Thomson Plastics Inc. will invest about $6 million over the next year to expand capacity for large-tonnage injection molding for customers reshoring production from Asia and Canada.
"Freight logistics has always been an issue but … when you're dealing with large components, you're shipping as much air as you are plastic," Steve Dyer, president and CEO of TPI, told Plastics News. "Because plastic doesn't weigh much, you always cube out on a truck before you weigh out. So location and logistics are even more critical."
As many of TPI's core customers reshore work from Asia, some are relocating regional work from Canada, Dyer said.
"We're in the process of bringing those molds, which are going to save them millions of dollars in freight," he said.
The company is using $3.5 million of its investment to retool its headquarters plant in Thomson, Ga., where it plans to hire about 30-40 new workers.
It also ordered new machines for its Lexington, N.C., plant, where it will hire 15 new workers.
TPI's Duncan, S.C. plant, which it purchased last fall, will hire about 20 new workers to meet demand, Dyer said.

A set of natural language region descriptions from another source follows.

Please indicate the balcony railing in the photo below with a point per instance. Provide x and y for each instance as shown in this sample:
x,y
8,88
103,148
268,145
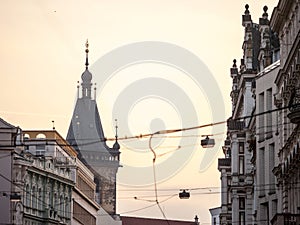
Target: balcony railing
x,y
286,219
226,162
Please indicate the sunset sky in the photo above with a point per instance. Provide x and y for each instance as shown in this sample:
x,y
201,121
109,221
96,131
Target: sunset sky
x,y
42,58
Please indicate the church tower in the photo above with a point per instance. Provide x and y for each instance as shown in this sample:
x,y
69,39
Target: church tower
x,y
86,135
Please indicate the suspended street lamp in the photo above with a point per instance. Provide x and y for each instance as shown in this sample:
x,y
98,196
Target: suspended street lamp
x,y
207,142
184,195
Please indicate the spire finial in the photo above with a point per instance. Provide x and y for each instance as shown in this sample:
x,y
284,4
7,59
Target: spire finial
x,y
116,145
53,127
87,53
234,63
265,14
247,12
116,126
95,91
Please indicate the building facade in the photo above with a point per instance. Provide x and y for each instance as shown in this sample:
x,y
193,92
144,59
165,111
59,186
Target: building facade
x,y
249,193
285,22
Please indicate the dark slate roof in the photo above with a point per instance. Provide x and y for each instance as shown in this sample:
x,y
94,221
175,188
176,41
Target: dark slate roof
x,y
150,221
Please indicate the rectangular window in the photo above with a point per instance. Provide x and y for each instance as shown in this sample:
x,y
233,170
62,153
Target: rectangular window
x,y
242,218
269,114
241,165
40,149
261,174
241,147
261,118
241,203
271,167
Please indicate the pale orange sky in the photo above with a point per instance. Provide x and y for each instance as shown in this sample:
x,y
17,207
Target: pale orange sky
x,y
42,58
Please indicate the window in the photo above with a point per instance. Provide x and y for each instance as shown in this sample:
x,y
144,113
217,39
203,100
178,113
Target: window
x,y
261,118
241,203
40,149
27,194
271,167
39,200
241,165
269,115
34,198
241,147
261,174
242,218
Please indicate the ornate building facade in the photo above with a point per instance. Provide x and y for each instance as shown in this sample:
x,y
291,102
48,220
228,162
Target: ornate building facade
x,y
286,22
249,194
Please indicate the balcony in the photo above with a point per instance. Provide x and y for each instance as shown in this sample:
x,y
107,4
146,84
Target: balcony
x,y
224,163
286,219
294,107
235,125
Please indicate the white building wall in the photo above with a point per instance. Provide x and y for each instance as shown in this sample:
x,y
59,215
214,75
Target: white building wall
x,y
267,141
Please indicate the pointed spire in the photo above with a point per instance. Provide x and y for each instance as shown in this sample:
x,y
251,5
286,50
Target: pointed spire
x,y
247,12
265,14
87,53
116,144
95,91
234,63
116,129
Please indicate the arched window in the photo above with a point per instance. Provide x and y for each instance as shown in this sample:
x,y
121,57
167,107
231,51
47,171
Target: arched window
x,y
67,205
34,198
39,200
61,206
27,196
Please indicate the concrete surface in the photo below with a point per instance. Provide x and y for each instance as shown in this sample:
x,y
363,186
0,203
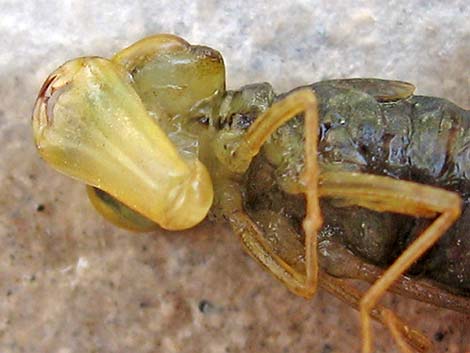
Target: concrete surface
x,y
70,282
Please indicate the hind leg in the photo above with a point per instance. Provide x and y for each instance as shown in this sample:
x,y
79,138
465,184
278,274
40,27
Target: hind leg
x,y
302,101
385,194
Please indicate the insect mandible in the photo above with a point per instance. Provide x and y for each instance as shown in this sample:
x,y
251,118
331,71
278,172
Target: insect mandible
x,y
329,174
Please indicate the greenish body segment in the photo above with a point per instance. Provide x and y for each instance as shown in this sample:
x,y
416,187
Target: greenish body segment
x,y
351,178
417,138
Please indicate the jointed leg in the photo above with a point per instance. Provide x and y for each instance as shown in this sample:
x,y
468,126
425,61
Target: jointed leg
x,y
389,195
302,101
400,331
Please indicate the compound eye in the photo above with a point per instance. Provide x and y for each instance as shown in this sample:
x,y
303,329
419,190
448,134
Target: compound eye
x,y
170,74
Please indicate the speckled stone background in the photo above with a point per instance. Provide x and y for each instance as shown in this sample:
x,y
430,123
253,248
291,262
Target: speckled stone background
x,y
70,282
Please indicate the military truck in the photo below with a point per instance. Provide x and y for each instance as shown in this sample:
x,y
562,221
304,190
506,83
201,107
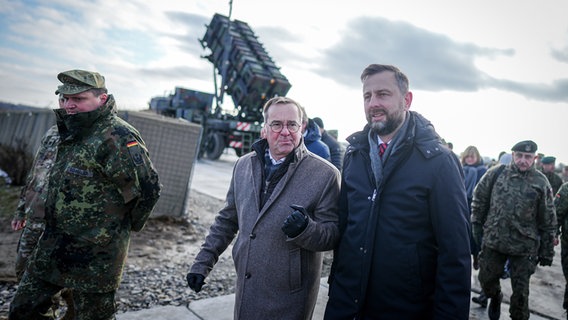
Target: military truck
x,y
246,73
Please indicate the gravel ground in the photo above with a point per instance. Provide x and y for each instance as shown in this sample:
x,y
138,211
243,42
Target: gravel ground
x,y
160,257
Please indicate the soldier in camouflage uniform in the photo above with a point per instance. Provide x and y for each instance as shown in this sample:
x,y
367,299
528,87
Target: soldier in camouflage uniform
x,y
517,220
561,204
31,206
29,214
102,186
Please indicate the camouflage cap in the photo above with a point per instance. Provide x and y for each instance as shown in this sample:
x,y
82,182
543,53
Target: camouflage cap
x,y
548,160
527,146
77,81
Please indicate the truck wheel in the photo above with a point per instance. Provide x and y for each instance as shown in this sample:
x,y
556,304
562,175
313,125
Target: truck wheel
x,y
215,146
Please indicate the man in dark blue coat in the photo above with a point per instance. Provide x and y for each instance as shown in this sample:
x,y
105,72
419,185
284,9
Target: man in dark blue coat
x,y
404,251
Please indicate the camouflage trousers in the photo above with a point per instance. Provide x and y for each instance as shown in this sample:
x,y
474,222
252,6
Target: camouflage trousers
x,y
28,240
491,265
564,262
33,300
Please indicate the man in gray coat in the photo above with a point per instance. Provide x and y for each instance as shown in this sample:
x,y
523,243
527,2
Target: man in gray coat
x,y
281,222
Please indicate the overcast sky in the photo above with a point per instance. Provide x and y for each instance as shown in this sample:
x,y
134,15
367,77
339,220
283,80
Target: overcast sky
x,y
486,73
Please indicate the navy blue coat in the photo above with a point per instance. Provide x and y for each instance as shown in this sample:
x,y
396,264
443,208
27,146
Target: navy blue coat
x,y
404,251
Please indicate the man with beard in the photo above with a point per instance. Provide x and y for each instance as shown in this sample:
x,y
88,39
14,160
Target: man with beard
x,y
404,220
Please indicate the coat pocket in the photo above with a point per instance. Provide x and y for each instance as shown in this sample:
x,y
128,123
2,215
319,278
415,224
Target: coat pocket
x,y
295,260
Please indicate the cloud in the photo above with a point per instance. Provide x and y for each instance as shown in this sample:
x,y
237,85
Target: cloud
x,y
560,54
434,62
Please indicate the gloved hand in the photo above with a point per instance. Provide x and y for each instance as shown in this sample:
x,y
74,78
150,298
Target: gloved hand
x,y
296,222
195,281
544,261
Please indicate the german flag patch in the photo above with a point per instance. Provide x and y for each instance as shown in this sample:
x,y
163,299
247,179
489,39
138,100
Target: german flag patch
x,y
135,152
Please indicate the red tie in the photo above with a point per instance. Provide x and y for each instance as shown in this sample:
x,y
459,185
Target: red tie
x,y
382,148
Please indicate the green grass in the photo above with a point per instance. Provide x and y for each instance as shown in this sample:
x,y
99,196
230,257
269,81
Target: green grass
x,y
9,196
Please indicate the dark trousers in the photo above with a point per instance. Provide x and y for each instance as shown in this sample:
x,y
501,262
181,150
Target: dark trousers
x,y
33,299
491,265
564,261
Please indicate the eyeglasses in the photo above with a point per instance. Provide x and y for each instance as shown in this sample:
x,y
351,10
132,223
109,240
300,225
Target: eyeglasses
x,y
278,126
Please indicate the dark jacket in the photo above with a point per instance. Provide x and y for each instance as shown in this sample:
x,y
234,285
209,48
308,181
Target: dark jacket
x,y
404,251
313,142
335,149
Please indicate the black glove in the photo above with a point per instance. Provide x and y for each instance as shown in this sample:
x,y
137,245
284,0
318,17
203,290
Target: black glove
x,y
296,222
195,281
477,231
544,261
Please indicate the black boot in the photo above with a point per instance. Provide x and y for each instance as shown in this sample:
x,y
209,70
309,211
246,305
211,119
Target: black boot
x,y
494,310
481,299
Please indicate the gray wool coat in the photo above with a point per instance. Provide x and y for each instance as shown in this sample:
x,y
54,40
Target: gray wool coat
x,y
277,277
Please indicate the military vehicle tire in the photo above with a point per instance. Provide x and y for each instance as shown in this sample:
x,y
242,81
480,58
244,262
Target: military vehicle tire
x,y
215,146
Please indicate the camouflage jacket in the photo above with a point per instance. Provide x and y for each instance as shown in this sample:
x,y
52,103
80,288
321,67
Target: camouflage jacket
x,y
561,204
102,186
32,198
554,180
516,213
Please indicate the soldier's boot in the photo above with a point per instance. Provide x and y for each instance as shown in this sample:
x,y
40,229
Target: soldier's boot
x,y
67,296
494,310
481,299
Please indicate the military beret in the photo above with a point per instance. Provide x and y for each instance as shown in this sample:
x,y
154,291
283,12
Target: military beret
x,y
77,81
548,160
527,146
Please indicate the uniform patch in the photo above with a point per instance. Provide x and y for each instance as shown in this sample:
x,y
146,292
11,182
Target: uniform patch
x,y
135,152
79,172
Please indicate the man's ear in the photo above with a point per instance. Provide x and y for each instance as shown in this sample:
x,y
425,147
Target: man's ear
x,y
104,97
263,133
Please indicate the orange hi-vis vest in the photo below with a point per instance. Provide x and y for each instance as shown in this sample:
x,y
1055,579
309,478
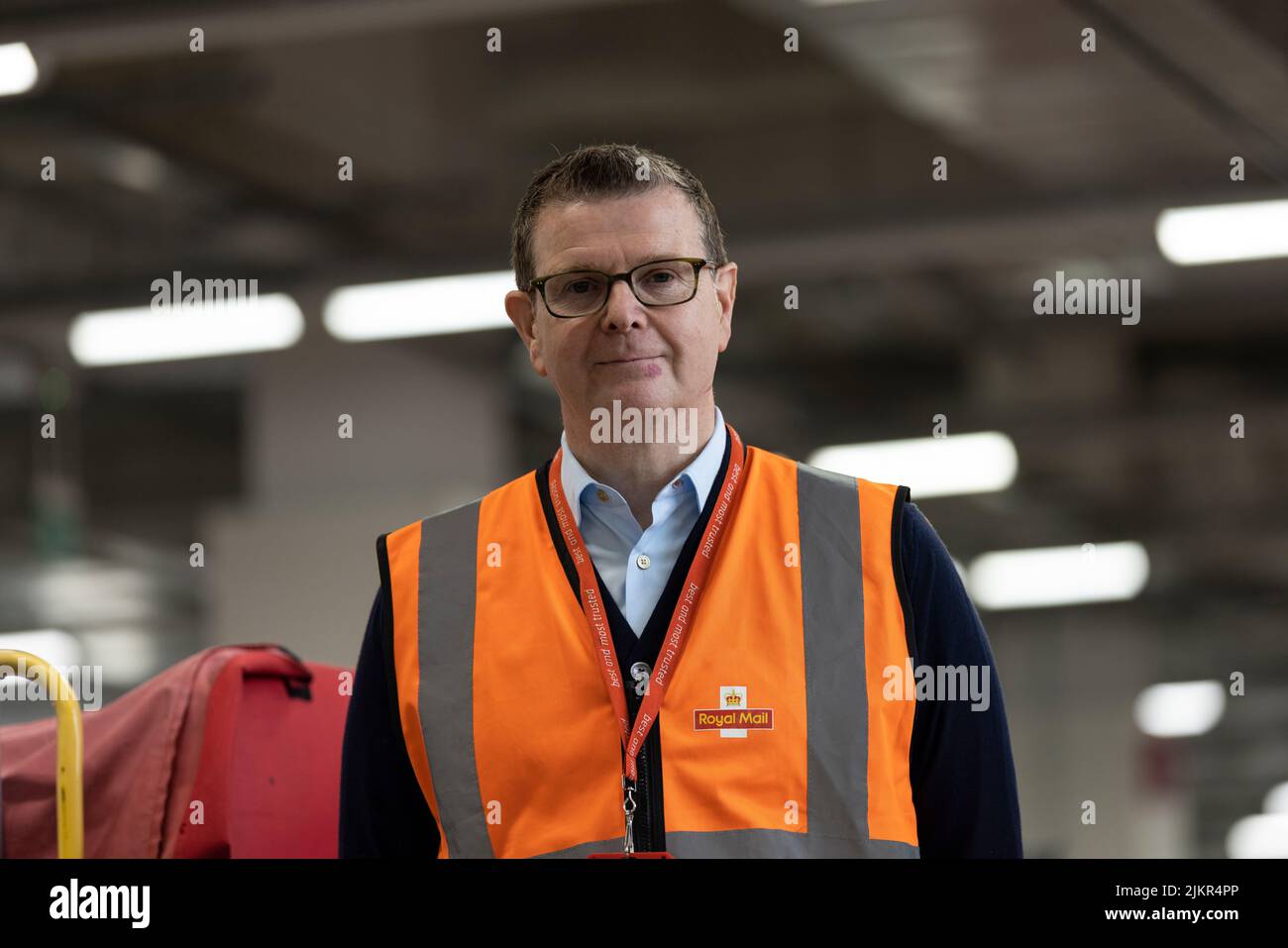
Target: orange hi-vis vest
x,y
778,738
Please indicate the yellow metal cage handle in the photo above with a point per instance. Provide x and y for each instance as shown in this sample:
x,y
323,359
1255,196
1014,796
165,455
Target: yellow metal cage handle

Amid a continued worker shortage, Dyer said TPI is offering competitive wages and showing appreciation for its employees.
"People like me are unnecessary overheads," he said. "The value is added at the machine and we want our teammates to feel that important because they are to us.
"As we're all struggling to find people … we have to do the type of work that creates margins that allow you to pay [sustainable wages]," Dyer added.